Quando o casal em situação irregular volta à prática cristã, é necessário acolhê-lo com caridade e benevolência, ajudando-o a esclarecer o estado concreto da sua condição, através dum trabalho pastoral iluminado e iluminante. Esta pastoral de acolhimento fraterno e evangélico, para aqueles que tinham perdido o contacto com a Igreja, é de grande importância: é o primeiro passo imprescindível para os inserir na prática cristã. É preciso aproximá-los da escuta da palavra de Deus e da oração, inseri-los nas obras de caridade que a Comunidade cristã realiza em favor dos pobres e necessitados, e estimular neles o espírito de arrependimento, com obras de penitência que preparem os seus corações para acolher a graça de Deus.
Um capítulo muito importante é o que se refere à formação humana e cristã dos filhos da nova união. Torná-los partícipes de todo o conteúdo da sabedoria do Evangelho, segundo o ensinamento da Igreja, é uma obra que prepara maravilhosamente os corações dos pais para receber a força e a clareza necessárias para superarem as dificuldades reais, que existem no seu caminho, e para readquirirem a plena transparência do mistério de Cristo, que o matrimónio cristão significa e realiza. Uma tarefa especial, difícil mas necessária, refere-se também aos outros membros que, de igual modo, fazem parte, em medida mais ou menos estreita, da família. Esses, com uma proximidade que não pode ser confundida com a condescendência, venham em auxílio dos seus entes queridos e, de modo particular, dos filhos que, devido à tenra idade, ressentem maiormente os contragolpes das vicissitudes dos pais.
Caros Irmãos e Irmãs, a recomendação que brota hoje do meu coração é que tenhais confiança em todos aqueles que vivem em situações tão dramáticas e dolorosas.
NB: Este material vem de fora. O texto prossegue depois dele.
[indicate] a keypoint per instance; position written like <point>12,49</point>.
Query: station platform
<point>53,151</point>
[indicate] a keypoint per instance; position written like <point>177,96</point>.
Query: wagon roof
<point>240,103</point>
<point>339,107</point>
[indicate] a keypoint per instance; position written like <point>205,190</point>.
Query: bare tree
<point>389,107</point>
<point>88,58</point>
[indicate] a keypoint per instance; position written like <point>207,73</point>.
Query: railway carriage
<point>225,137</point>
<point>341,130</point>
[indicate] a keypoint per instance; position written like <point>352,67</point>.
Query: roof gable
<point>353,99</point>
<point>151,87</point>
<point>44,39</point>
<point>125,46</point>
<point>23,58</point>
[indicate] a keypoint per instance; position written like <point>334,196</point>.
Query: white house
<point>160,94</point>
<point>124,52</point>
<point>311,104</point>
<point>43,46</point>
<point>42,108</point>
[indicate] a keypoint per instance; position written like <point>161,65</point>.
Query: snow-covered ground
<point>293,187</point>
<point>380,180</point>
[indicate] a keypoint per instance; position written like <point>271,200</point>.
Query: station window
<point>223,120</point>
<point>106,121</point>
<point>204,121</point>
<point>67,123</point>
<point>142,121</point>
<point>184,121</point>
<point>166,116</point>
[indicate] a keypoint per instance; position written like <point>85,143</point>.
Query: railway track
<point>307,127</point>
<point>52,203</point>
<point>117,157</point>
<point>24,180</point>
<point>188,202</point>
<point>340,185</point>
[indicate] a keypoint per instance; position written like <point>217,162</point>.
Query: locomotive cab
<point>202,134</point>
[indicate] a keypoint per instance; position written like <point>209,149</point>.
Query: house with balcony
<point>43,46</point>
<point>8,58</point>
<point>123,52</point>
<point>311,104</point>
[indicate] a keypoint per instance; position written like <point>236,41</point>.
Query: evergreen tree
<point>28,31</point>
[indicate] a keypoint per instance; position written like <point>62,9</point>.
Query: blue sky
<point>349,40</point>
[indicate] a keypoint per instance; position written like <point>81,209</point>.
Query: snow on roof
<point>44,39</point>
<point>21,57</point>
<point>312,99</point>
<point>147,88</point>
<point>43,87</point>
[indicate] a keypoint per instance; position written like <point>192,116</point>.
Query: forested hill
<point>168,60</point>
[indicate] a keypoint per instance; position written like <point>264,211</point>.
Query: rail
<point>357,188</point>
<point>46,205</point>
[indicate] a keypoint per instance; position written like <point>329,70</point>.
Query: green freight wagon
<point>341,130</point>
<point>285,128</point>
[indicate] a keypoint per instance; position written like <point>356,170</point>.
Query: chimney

Não se deve cessar de «esperar contra toda a esperança» (Rm. 4, 18), que também os que se encontram numa situação não de acordo com a vontade do Senhor possam obter de Deus a salvação, se souberem perseverar na oração, na penitência e no amor verdadeiro.
5. Por fim, agradeço-vos a vossa colaboração na preparação do segundo Encontro Mundial das Famílias, que se realizará no Rio de Janeiro, nos dias 4 e 5 do próximo mês de Outubro. Às famílias do mundo dirijo o meu convite paterno a prepararem, na oração e na reflexão, este Encontro. Para as famílias que não puderem ir a esse encontro, sei que foi preparado um instrumento útil para todos: trata-se de catequeses que servirão para iluminar os grupos paroquiais, as associações, os movimentos familiares, favorecendo uma digna interiorização dos grandes temas concernentes à família.
Asseguro-vos a lembrança na minha oração, a fim de que os vossos trabalhos contribuam para restituir ao sacramento do matrimónio toda aquela carga de alegria e de perene vigor, que lhe conferiu o Senhor elevando-o à dignidade de sacramento.
Ao desejar-vos que sejais testemunhas generosas e atentas da solicitude da Igreja para com as famílias, de coração vos concedo a minha Bênção, que faço extensiva a todas as pessoas que vos são queridas.